The primary goal of this assignment was to develop hands-on experience with the standard EDA workflow. Using a dataset of 891 passengers from the Pandas documentation, I explored 12 initial features to understand what factors influenced survival.


The Toolkit 🛠️

  • Language: Python.
  • Libraries: Pandas, Numpy, Matplotlib and the Math module.
  • Environment: Jupyter Notebook and VS Code.

Building the Model: Data Cleaning & Feature Engineering 🏗️

Just as we categorize building materials by their properties, I refined the raw data to make it “load-bearing” for analysis.

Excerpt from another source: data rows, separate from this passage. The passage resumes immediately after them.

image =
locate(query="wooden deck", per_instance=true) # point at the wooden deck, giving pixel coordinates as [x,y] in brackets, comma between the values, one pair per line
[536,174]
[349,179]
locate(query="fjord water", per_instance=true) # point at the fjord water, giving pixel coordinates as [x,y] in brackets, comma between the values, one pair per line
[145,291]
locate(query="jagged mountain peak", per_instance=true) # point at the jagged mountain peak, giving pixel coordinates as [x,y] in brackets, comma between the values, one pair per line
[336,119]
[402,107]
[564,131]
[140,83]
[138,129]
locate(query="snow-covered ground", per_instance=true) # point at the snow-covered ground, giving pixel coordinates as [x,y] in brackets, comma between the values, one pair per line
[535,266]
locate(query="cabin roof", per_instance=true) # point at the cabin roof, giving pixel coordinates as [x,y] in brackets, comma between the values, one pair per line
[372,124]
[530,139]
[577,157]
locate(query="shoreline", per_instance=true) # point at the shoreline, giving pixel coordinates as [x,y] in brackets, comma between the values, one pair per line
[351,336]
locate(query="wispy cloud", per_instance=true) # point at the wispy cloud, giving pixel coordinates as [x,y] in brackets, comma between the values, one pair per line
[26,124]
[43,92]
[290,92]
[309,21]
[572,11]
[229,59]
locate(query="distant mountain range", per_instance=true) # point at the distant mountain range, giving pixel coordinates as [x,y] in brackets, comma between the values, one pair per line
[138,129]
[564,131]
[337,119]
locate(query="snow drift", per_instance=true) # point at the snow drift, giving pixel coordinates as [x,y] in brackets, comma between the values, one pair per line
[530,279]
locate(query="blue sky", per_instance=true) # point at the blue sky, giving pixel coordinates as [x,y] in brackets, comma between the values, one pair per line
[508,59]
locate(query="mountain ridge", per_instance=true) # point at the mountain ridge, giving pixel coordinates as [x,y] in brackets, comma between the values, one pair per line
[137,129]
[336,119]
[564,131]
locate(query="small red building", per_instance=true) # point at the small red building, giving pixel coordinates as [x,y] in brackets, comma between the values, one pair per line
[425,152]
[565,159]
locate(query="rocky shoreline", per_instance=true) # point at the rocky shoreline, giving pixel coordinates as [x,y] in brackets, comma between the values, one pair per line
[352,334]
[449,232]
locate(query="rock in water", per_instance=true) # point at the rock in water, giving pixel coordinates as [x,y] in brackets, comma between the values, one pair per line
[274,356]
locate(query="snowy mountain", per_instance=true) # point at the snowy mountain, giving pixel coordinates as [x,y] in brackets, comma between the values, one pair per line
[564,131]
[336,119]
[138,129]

  • Handling Missing Values: Addressed gaps in the Cabin, Age and Embarked columns.
  • Data Typing: Converted Survived, Pclass, Sex and Embarked into categorical data types for better processing.
  • Efficient Replacement: Utilized np.where() to replace values, realizing that Numpy is essential for simplifying the EDA process.
  • Feature Engineering: Created three new features ⎯ Age Group, Accompanied and Cabin Assignment ⎯ bringing the total to 15 features.
  • Categorical Mapping: Transformed discrete age values into specific age group categories.

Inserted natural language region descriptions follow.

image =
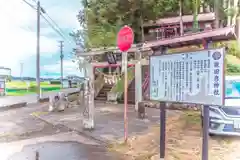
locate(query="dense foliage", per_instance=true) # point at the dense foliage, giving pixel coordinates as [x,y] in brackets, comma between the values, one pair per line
[101,19]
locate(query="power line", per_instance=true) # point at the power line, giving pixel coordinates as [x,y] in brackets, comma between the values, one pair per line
[58,30]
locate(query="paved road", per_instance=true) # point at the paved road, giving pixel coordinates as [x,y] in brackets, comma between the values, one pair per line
[21,135]
[11,100]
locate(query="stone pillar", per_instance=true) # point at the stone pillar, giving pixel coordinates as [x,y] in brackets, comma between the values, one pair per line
[138,79]
[88,121]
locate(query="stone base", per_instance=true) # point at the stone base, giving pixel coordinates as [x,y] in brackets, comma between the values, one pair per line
[88,124]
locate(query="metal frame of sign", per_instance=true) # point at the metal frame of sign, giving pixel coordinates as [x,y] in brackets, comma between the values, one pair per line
[223,76]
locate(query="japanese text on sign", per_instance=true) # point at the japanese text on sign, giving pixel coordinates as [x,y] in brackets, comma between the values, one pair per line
[193,77]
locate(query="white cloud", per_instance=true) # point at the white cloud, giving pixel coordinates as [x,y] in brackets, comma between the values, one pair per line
[69,68]
[18,43]
[18,31]
[67,18]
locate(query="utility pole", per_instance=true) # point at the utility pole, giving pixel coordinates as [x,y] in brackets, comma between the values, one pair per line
[61,57]
[38,52]
[21,71]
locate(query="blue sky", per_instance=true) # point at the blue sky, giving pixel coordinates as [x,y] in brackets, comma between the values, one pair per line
[18,36]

Visualizing the Structure 📊

One of my biggest “aha!” moments involved Matplotlib. I learned that it requires data in an array-like structure to plot effectively. This understanding allowed me to create a multivariate analysis of survivors and casualties based on whether they were travelling “accompanied”.

Accompanied vs Unaccompanied Survivors per Age Group


Structural Insights 💡

  • Class Disparity: Cabin allocation was tied directly to passenger class; First Class had the highest number of allocations, while Third Class had the lowest.


Cabin Allocation by Passenger Class



  • Port Statistics:

    • Port S recorded the highest fare revenue, while Port Q recorded the lowest.


Fare Revenue by Port


  • Port S recorded the lowest fares while Port C the highest.


Age vs Fare Paid per Port



  • Survival Rates: Unfortunately, the total number of casualties was higher than the number of survivors.


Survival Rates


The Roadmap Ahead 🚀

While I have successfully mastered changing column data types and basic plotting, my journey is just beginning:

  • Next Steps: I plan to conduct a more concise analysis of the Survived target variable.
  • Learning Goals: I am diving deeper into Numpy, exploring advanced Matplotlib customization and studying Data Structures as they apply to Pandas.

I am aiming to secure my first role in Data Science and AI by June this year, bringing a unique blend of analytical and design-oriented skills to the table.

This post is licensed under CC BY 4.0 by the author.